One of the reasons behind the success of WWE is certainly that it never seems to stop expanding. In 2017, the company staged 11 additional events in a single quarter from the previous year. This translated into a record quarterly revenue for the company of $52.8 million. The franchise’s chief strategy and financial officer, George Barrios stated:
“We achieved record revenues in our network and live event segments, continued to grow WWE Network’s subscriber base, and generated results that were essentially in line with our guidance.”
What’s more, there doesn’t look like there’s going to be a stop put to the WWE’s expansion any time soon. Analysts predict that company earning will grow in the region of 90 to over 180% over the next three years. They even expect annual revenue to grow to close to $1 billion by 2020!
2018 Looks Like It’s Going To Be Even bigger
Such exciting figures provide the WWE with a unique opportunity to lure big draws into their roster too. The Tag Team matchup between the daughter of the big boss, Stephanie McMahon and husband Triple H, against UFC starlet Ronda Rousey and former Olympian Kurt Angle was one for the ages. Such crossovers appeal to a wider audience than the usual (and admittedly massive) existing WWE fanbase.
Of course, another of WWE’s strongest selling points is its merchandise game. Wrestling superstars have always loaned themselves exquisitely to the action figure market, and it’s hardly surprising that in 2015, only two of the largest ever children’s merchandising companies, Star Wars and Teenage Mutant Ninja Turtles, beat the WWE’s sales in the figurines department.
Obviously, the WWE’s merch department extend well beyond action figures though. The superstars of the wrestling world have appeared on just about every conceivable surface worth slapping a logo onto. Lunch boxes, stationary, t-shirts, and replica belts to name but a few. The reach of the WWE merch is so great that the legendary roster’s likenesses have even been featured in various casino games. This has led to the franchise generating some truly enormous revenue. In fact, in 2015 alone, online and in-venue merchandising earned over $75 million.
Moving with the Times
Ultimately, one of the ways in which the WWE franchise has done so well over the years is that it stays with the times. For example, the top dog in sports entertainment is also the top dog when it comes to YouTube subscribers. Not a single other channel on the platform’s “sports” category has more. These 12 million fans racked up more than 10 billion views in 2016 alone. Member of WWE’s Board of Directors, George Barrios, commented on CEO Vince McMahon’s attitude towards the streaming services and the franchise’s shift towards digital almost a decade ago:
“In 2010, Vince sat down our executive team and challenged us every day to be a little bit more digital, a little by more direct to consumer and a little bit more global… Five years ago, our business was 5 percent digital.
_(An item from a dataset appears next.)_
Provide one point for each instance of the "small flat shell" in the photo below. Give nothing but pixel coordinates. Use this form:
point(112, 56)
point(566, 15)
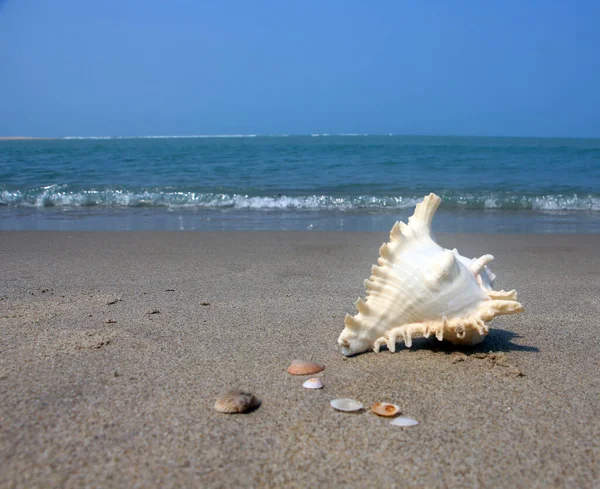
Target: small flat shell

It’s now 33 percent. Our international business is up 40 percent and now makes up 26 percent of our sales.”
When all this is considered, it’s hardly surprising that the WWE is now a billion-dollar business. In the last sixty years, it’s evolved into a truly global franchise that has fans in every corner of the world. Thanks to their savvy merchandising, keen business sense, and continually exciting content, there seems little reason that’ll change anytime soon too!